Le Ig (Indicazioni geografiche) italiane sono cresciute da 695 a 876 dal 2010 al 2021. In dieci anni sono entrati più di 181 prodotti. Nessun altro Paese d'Europa riesce a far meglio dell'Italia. Questo il dato principale che emerge dal bilancio della Fondazione Qualivita che ha condotto lo studio con Ismea, l'Istituto di servizi per il mercato agricolo alimentare presentato a Cibus, il Salone internazionale dell'alimentazione in corso di svolgimento a Parma.

Sono 3.358 le Ig dell'Unione europea, in crescita di 757 dal 2010 al 2021. Insieme fanno registrare un fatturato di 75 miliardi l'anno. L'Italia mantiene il primato per numero di denominazioni e nel solo 2020 ha visto la registrazione di 14 prodotti: 12 per il cibo e due per i vini. I numeri parlano di 180mila operatori coinvolti e 285 consorzi di tutela riconosciuti; con un valore di produzione delle Ig che dal 2003 al 2020 è salito da 5 a 17 miliardi di euro. Cifre importanti anche per il valore all'export Dop e Igp che si attesta sui 9,5 miliardi: 3,8 miliardi nel settore alimentare e 5,6 miliardi per quello vitivinicolo.

"Il 100% delle province italiane - viene spiegato da Qualivita - ha un ritorno economico da Dop e Igp. Non c'è un singolo comune o azienda che non faccia parte di una filiera che conduca alle Ig". Tra le regioni che hanno il maggior impatto delle Dop e Igp sul proprio Pil al primo posto c'è il Veneto con 3,9 milioni; a seguire l'Emilia Romagna con 3,5 milioni, la Lombardia 2,1 milioni, e il Piemonte con 1,3 milioni.

Secondo il presidente della Fondazione Qualivita Cesare Mazzetti "la sfida di oggi è valorizzare e aiutare le filiere nella sostenibilità affiancandosi alle indicazioni geografiche; Dop e Igp sono l'elemento di maggior appeal verso i consumatori perché vogliono avere un riferimento molto preciso sulla provenienza dei prodotti che finiscono sulle loro tavole". Poi osserva: "Il nostro compito è tenere alta l'attenzione su tutto questo processo. È un aspetto fondamentale. Avere consorzi che già organizzano la loro filiera ci consente di lavorare in modo più diretto".

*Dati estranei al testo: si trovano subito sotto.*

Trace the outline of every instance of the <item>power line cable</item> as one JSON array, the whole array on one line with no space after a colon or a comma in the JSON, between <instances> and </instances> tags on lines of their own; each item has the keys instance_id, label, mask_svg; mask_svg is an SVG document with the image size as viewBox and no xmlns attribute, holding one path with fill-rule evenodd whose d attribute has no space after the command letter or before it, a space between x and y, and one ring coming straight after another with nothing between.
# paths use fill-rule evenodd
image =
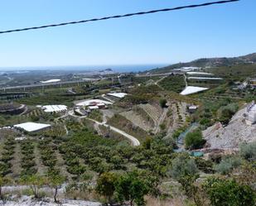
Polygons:
<instances>
[{"instance_id":1,"label":"power line cable","mask_svg":"<svg viewBox=\"0 0 256 206\"><path fill-rule=\"evenodd\" d=\"M181 10L181 9L185 9L185 8L194 8L194 7L206 7L206 6L210 6L210 5L214 5L214 4L223 4L223 3L229 3L229 2L239 2L239 0L226 0L226 1L210 2L201 3L201 4L187 5L187 6L177 7L172 7L172 8L163 8L163 9L152 10L152 11L147 11L147 12L135 12L135 13L128 13L128 14L124 14L124 15L117 15L117 16L101 17L101 18L93 18L93 19L64 22L64 23L59 23L59 24L51 24L51 25L44 25L44 26L34 26L34 27L7 30L7 31L0 31L0 34L18 32L18 31L28 31L28 30L44 29L44 28L48 28L48 27L56 27L56 26L72 25L72 24L81 24L81 23L87 23L87 22L99 22L99 21L103 21L103 20L109 20L109 19L123 18L123 17L133 17L133 16L139 16L139 15L145 15L145 14L150 14L150 13L170 12L170 11Z\"/></svg>"}]
</instances>

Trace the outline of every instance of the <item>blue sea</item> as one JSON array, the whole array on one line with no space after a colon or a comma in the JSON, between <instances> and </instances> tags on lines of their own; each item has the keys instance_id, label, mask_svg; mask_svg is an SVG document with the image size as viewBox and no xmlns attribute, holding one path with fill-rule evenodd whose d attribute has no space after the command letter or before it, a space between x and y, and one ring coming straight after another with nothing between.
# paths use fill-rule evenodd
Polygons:
<instances>
[{"instance_id":1,"label":"blue sea","mask_svg":"<svg viewBox=\"0 0 256 206\"><path fill-rule=\"evenodd\" d=\"M130 65L85 65L85 66L36 66L36 67L0 67L1 71L30 71L30 70L63 70L91 72L112 69L114 72L142 72L161 68L171 64Z\"/></svg>"}]
</instances>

In base a una ricerca della Coldiretti la tendenza degli italiani rispecchia questo tratto del sistema agroalimentare del nostro Paese: crescono infatti del 7,6% gli acquisti dei prodotti alimentari made in Italy.
Si va dalle confezioni che riportano in etichetta un legame con l'Italia alle vere e proprie indicazioni geografiche europee di origine, come Docg, Dop, Doc, Igp e Igt. In particolare aumentano le vendite per latte, salumi, formaggi, salse, prodotti confezionati, uova, pasta, vino, olio, farine, frutta e verdura made in Italy. Cosa che - rileva la Coldiretti - è anche una forma di spinta "alla voglia di sostenere economia e lavoro locali" che hanno avuto impatti forti dall'emergenza sanitaria; emergenza che ha però "favorito scelte di acquisto di qualità e più sostenibili con sempre più prodotti green, dal biologico (arrivato a 3,3 miliardi di euro di consumi nel 2020), a quelli a chilometro zero". Inoltre, in una più ampia visione dell'agroalimentare, Coldiretti ricorda che "l'Italia è anche il primo produttore Ue di riso, grano duro, vino, e di molte verdure, ortaggi e frutta tipici della dieta mediterranea".

Per la Fondazione Qualivita "le Indicazioni geografiche italiane sono il più importante asset intangibile che abbiamo che non si può delocalizzare, anche per il valore del marchio dei consorzi e per il capitale organizzativo e l'importanza dei disciplinari. Questo asset intangibile non è però sufficientemente valorizzato; invece è importante farlo perché la patrimonializzazione corretta di tutte le aziende che producono Dop e Igp potrebbero permettere una leva finanziaria per sviluppare la crescita".